Hamd ve Şükür Makamı ve Onun Vesileleri

“Hamd Allah'a ki, eğer kullarına, ardı arkası kesilmeyen minnetler ve açık seçik bol nimetler karşısında hamd etmeyi öğretmemiş olsaydı, nimetlerinden yararlanırlar, ama O'na hamdetmezlerdi; rızkından bol bol yararlanırlar, ama şükretmezlerdi. Böyle olunca da insanlık sınırlarından çıkar, hayvanlık seviyesine düşerlerdi. O zaman da yüce Allah'ın Kur'an'da nitelendirdiği kimselerden olurlardı: "Onlar hayvanlar gibidirler; hatta daha şaşkındır." [1]

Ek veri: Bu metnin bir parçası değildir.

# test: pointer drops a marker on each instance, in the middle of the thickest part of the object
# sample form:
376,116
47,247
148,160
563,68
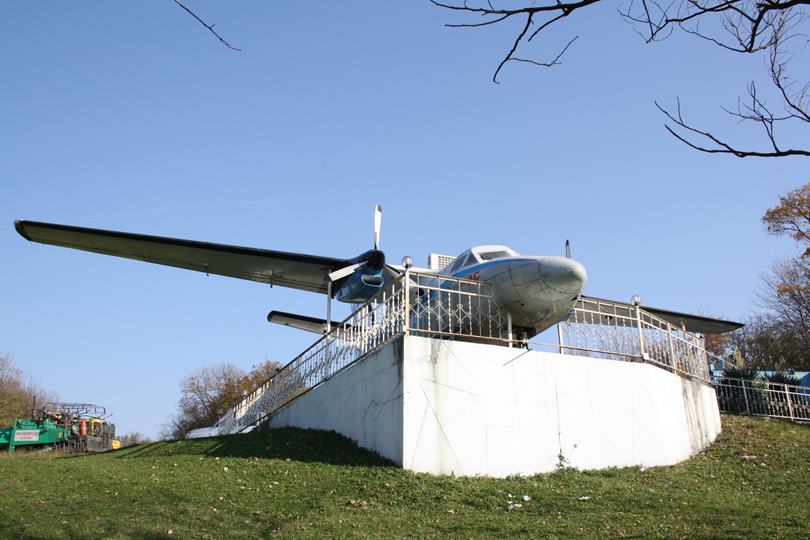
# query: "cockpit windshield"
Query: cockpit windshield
492,255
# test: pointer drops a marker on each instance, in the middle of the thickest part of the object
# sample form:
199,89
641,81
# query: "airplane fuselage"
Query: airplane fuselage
537,291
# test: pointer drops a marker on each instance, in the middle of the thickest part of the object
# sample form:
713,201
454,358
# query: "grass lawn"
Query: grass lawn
754,482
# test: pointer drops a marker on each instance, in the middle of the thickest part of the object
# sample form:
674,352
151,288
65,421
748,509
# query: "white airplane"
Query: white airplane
538,291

Hamd ve Şükür Makamı ve Onun Vesileleri

İnsanlık sınırlarını korumak, nimetleri ve nimetleri vereni tanımakla; nimetler karşısında hamd ve şükretmekle olur. Bu sınırlardan çıkmak ise, hayvanlık kuyusuna düşmektir.

Nimeti ve nimetleri vereni tanıma vesileleri, akıl, fıtrat, vicdan, nübüvvet, imamet ve Kur’an’dır. Hamd ve şükür vesileleri ise, uzuvlardır. İnsana değerler ötesi bir değer veren, onu varlıkların birçoğundan ve nihayet bütün âlem ve âlemdekilerden üstün kılan şeyler de bunlardır.

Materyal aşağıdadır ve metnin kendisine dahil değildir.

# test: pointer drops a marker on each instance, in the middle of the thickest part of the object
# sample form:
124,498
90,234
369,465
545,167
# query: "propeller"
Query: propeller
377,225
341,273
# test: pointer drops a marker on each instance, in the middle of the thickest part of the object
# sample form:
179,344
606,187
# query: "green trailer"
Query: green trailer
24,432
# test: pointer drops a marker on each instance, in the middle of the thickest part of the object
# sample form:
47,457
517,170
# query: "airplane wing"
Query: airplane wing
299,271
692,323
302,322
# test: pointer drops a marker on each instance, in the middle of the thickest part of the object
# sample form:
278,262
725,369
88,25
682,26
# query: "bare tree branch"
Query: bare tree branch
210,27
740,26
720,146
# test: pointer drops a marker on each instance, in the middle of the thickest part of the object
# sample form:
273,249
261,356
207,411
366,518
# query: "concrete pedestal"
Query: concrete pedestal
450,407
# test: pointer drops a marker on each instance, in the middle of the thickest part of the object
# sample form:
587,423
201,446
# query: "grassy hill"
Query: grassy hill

Çünkü her insan “bil-kuvve” olarak, yaratılmış olan bütün varlıklardan üstün olup, “halifetullah” makamına ulaşma gücüne sahiptir ve onun bu “bil-kuvve” istidadını fiile geçirmesi farzdır. Her nimet karşısında “elhamdülillah” söyleyince, Allah-u Teâlâ’nın huzurunda hamd ve şükretmekten aciz olduğunu itiraf edince, her nimeti yerinde ve Hazreti Rabbu’l-Erbab'ın emrettiği yerde kullanınca, hamdedenler ve şükredenlerin arasında yer alırsın; insanlığın sınırlarını gözetmeye ve hayvanlığın alçaklığından uzak durmaya girişmiş olursun.

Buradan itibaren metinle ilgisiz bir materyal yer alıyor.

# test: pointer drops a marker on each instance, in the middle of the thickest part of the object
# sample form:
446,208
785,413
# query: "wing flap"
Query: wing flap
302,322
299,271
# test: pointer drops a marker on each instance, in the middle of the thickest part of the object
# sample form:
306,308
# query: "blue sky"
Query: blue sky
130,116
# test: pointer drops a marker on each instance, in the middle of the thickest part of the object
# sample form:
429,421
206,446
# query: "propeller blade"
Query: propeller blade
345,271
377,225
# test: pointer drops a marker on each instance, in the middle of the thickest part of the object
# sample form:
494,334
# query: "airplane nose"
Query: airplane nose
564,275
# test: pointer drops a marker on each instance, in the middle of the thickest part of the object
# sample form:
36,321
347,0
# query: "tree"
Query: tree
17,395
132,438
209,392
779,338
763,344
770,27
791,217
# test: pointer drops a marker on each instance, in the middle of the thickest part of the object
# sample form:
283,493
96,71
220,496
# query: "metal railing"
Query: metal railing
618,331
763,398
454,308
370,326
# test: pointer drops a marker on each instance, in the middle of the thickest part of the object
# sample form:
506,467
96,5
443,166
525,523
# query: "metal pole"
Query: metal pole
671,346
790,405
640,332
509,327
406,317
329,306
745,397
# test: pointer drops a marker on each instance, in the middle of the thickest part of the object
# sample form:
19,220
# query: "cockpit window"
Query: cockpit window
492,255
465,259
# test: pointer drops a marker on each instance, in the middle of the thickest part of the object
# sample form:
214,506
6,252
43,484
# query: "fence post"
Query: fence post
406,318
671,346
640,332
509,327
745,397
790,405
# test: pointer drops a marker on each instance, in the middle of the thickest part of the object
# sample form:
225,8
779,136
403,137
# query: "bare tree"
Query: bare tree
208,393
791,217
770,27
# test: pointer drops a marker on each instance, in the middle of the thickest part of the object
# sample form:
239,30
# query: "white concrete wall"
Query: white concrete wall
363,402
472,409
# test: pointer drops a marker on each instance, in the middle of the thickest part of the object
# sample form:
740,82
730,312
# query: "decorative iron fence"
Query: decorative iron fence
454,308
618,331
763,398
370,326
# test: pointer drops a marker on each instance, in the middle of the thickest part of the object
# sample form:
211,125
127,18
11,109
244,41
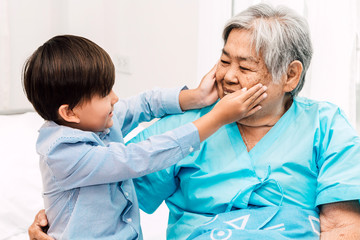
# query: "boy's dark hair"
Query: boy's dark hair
66,70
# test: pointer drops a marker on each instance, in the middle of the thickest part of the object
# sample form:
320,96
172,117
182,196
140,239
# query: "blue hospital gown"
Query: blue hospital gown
310,157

Marifet Ehlinin Yüce Makamı

Ruh-i a’zam (en büyük ruh) cevherliği açısından “nefs-i vahide” ve nuraniyeti açısından ise, “akl-ı evvel” (ilk akıl) olarak adlandırılan insan ruhundan ibarettir. Burada nefis-i vahide, hakiki insan ve insanın hakikati olarak ifade edilen bu ruh-i a’zam ve kutsal ruh, nutk eden insanî nefislerin kaynağı olan faal akıldır. Faal akıl, natık nefislere feyz vericisi, eğiticisi ve onların tamamlayıcısı, soyut gerçeklerin mahzeni ve natık nefislerin ulaşabileceği en son derecedir. Natık nefislere o işrak eder (aydınlatır) ve bil-kuvve güçleri o, fiile dönüştürür. Bu sıfatların kapsamlı insanî ruh olduğu sanılmaktadır. Bu nedenle ruhu rahat bir şekilde faal akılla aynı bilebiliriz. Nitekim bazı arifler ve filozoflar esasen ruh yerine akıl kelimesini kullanmışlardır.

Diğer taraftan şeriat ve din lisanıyla faal akıl “Ruhu’l-Emin” ve “Ruhu’l-Kudüs” diye adlandırılan Cebrail’dir. O halde Ruhu’l-Kudüs veya Cebrail ve Ruhu’l-A’zam’ın vahyin ilanıyla insanoğlunun natık nefislerinin kaynak ve eğiticisi olduğunu, onun nurunun ışın ve kıvılcımları olduğunu söyleyebiliriz. Bu nefislerin istidat ve kemal derecelerine oranla o faal akıl veya Ruh-i Kudüs onlarda daha az veya daha fazla, daha kısa veya daha uzun tecelli eder.

O halde Kur’an-ı Kerim’de Hz. Meryem ve diğerleri hakkında geçen “Allah kendi ruhundan Âdem’e üfürdü” buyruğundaki o ruh, bu Ruh-i Kudüs veya Ruh-i A’zam ya da faal aklın nuru veya ışınıdır. Bu nedenle “Ruh” kelimesi Kur’an-ı Kerim’de tekil olarak geçmiş ve her yerde Cebrail, yani faal akıl, “Ruh” ismiyle adlandırılmıştır.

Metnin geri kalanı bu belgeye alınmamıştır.